Patient Impact and Clinical Experience
Chris Brown, a 70-year-old retired inland waterways captain from Northumberland, exemplifies the treatment's potential impact. Following a stage 4 cancer diagnosis, Brown achieved complete remission by February after glofitamab treatment.
"I never imagined I'd hear the words 'complete remission' after a stage 4 diagnosis, but in February that's exactly what I was told," Brown said. "It gave me a new lease of life – I've been able to enjoy things I thought were lost to me, like spending the summer boating with my family in Sweden."
Dr. Wendy Osborne, a Consultant Haematologist at The Newcastle upon Tyne Hospitals NHS Foundation Trust who treated Brown, emphasized the treatment's clinical significance. "I have patients alive now who would have sadly died from high grade lymphoma if treatments like this had not been fast tracked by the Cancer Drugs Fund," she stated.

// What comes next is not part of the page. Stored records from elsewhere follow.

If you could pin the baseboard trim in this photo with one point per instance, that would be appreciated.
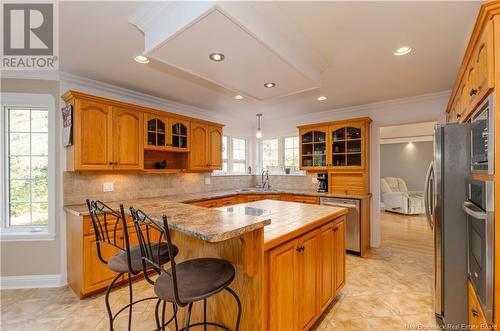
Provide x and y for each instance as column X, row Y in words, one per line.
column 32, row 281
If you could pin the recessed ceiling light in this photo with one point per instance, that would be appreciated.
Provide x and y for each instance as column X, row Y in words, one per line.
column 217, row 57
column 141, row 59
column 402, row 51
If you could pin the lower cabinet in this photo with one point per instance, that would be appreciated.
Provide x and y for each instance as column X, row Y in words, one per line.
column 476, row 318
column 304, row 275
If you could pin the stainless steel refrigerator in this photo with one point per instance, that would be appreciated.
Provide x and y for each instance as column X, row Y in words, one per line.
column 444, row 193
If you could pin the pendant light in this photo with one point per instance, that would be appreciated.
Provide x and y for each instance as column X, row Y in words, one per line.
column 259, row 132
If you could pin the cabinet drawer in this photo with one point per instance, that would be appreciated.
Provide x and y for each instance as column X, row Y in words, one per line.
column 348, row 183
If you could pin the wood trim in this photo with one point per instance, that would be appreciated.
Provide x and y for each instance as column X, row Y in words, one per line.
column 72, row 94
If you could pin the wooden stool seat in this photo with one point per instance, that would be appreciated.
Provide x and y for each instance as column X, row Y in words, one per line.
column 197, row 279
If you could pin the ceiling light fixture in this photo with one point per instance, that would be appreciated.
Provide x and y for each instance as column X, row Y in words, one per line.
column 259, row 132
column 217, row 57
column 402, row 51
column 141, row 59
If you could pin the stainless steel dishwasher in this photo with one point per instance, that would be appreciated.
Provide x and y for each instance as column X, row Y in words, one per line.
column 353, row 219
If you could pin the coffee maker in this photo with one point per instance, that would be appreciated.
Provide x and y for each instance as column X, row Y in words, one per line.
column 323, row 182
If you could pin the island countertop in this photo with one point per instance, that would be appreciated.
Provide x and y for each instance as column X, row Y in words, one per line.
column 210, row 225
column 289, row 219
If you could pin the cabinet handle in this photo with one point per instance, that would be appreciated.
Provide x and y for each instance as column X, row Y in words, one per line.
column 474, row 313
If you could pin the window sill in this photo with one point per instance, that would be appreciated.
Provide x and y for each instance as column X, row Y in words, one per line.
column 26, row 236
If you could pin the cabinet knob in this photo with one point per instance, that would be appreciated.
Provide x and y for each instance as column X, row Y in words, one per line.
column 474, row 313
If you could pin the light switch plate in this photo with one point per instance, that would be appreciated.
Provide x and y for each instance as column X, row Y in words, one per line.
column 108, row 187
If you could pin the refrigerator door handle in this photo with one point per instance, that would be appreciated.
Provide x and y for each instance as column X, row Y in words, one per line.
column 427, row 191
column 479, row 215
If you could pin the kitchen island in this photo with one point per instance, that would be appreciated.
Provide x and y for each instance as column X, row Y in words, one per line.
column 289, row 257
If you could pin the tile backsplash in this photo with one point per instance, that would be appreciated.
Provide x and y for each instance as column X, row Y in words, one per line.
column 78, row 187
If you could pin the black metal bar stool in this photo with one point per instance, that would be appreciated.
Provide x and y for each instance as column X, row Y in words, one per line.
column 128, row 260
column 187, row 282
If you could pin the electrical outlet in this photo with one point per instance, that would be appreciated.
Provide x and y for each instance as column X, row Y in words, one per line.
column 108, row 187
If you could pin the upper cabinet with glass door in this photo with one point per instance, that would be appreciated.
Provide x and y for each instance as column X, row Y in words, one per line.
column 347, row 145
column 163, row 133
column 313, row 148
column 334, row 145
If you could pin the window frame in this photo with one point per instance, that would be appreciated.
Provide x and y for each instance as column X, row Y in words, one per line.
column 231, row 170
column 17, row 233
column 279, row 156
column 297, row 171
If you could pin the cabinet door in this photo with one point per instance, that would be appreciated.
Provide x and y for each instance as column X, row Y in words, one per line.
column 283, row 285
column 215, row 148
column 198, row 157
column 96, row 275
column 93, row 136
column 483, row 62
column 178, row 134
column 313, row 147
column 156, row 132
column 339, row 240
column 326, row 261
column 347, row 146
column 128, row 151
column 476, row 318
column 308, row 274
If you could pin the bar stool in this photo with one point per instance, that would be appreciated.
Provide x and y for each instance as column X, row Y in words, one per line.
column 106, row 222
column 187, row 282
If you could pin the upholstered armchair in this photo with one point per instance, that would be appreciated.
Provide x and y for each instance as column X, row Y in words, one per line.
column 398, row 199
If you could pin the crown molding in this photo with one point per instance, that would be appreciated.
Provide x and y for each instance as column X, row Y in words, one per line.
column 143, row 99
column 30, row 74
column 356, row 110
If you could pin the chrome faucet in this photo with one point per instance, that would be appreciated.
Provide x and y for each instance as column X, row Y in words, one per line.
column 266, row 185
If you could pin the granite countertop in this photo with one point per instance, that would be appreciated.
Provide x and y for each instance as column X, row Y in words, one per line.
column 206, row 224
column 290, row 219
column 193, row 197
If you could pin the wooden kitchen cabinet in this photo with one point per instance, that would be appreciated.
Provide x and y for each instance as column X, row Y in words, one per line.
column 304, row 275
column 92, row 147
column 326, row 251
column 206, row 151
column 127, row 140
column 476, row 318
column 476, row 77
column 339, row 252
column 110, row 135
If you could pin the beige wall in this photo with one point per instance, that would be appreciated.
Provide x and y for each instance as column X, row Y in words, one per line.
column 20, row 258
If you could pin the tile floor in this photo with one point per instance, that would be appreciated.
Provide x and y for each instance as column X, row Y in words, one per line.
column 391, row 289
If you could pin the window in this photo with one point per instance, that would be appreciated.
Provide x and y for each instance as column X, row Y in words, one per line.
column 291, row 152
column 239, row 155
column 28, row 154
column 270, row 154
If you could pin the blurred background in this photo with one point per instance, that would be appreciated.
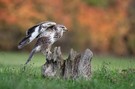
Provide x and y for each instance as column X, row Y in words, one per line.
column 104, row 26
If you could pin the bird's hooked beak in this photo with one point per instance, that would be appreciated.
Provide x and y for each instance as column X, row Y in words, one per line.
column 65, row 29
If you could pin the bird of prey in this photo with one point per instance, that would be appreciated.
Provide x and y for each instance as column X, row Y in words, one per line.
column 46, row 34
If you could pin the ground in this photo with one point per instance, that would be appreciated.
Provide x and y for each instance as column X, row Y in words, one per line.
column 108, row 72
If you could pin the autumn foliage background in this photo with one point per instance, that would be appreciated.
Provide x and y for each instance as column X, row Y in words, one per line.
column 104, row 26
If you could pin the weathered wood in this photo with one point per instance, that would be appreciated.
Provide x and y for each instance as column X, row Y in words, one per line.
column 75, row 66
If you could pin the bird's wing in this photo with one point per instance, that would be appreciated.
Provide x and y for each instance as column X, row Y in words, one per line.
column 32, row 34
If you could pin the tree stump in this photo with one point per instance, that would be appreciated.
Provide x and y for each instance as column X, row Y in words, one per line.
column 75, row 66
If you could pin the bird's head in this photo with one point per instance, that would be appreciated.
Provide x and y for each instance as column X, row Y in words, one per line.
column 48, row 24
column 61, row 28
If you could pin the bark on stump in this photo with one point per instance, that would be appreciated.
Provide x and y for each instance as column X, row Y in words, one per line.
column 75, row 66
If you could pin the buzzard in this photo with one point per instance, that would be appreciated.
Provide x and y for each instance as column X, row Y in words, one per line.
column 46, row 34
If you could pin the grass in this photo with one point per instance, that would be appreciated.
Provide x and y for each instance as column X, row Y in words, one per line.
column 108, row 73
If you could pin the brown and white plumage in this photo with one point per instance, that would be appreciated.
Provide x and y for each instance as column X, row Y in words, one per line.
column 34, row 32
column 46, row 38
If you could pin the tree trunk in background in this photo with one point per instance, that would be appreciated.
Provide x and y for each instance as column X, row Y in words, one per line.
column 75, row 66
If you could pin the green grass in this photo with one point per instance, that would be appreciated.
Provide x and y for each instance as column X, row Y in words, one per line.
column 108, row 73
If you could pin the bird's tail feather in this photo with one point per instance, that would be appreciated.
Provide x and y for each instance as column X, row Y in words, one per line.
column 24, row 42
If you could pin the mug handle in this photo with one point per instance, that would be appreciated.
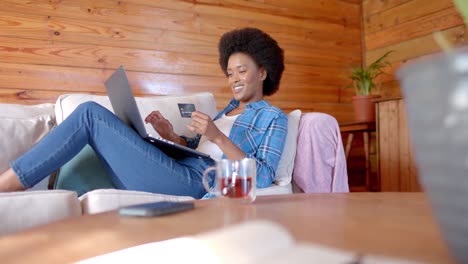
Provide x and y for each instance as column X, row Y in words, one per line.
column 205, row 180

Disease Burden and Treatment Landscape
DLBCL represents an aggressive form of non-Hodgkin lymphoma that primarily affects men aged 65 and over, with painless swellings of the glands being the most common symptom. Approximately 5,500 people receive DLBCL diagnoses annually in England. While many patients respond well to initial therapy, survival outcomes remain poor for those whose cancer returns or fails to respond to treatment.
The drug, administered every three weeks via intravenous infusion, targets patients whose lymphoma has returned or not responded to chemotherapy and who are ineligible for autologous stem cell transplant.
Regulatory and Access Framework
Professor Peter Johnson, NHS England's National Clinical Director for Cancer, highlighted the treatment's mechanism and broader implications. "Antibodies such as glofitamab that harness the power of the immune system to target lymphoma, are transforming the way people are treated and helping to boost the number of people cured," he said.
The Cancer Drugs Fund, operational in its current form since July 2016, has facilitated access to innovative cancer treatments for over 108,000 patients. The fund currently helps approximately 1,000 patients monthly access new treatments faster, with over 300 cancer treatment approvals fast-tracked and 50 new options added in the past 18 months alone.
Pia Ballschmieter, UK Haematology Lead at Roche Products Limited, described the approval as "a significant milestone, providing a much-needed option for progressed patients in England and Wales." The company has committed to making the treatment available across the rest of the UK as quickly as possible.
The European Commission previously approved Columvi plus GemOx in April 2025, and Roche has submitted the drug to Scotland's Medicines Consortium, though an assessment date remains pending.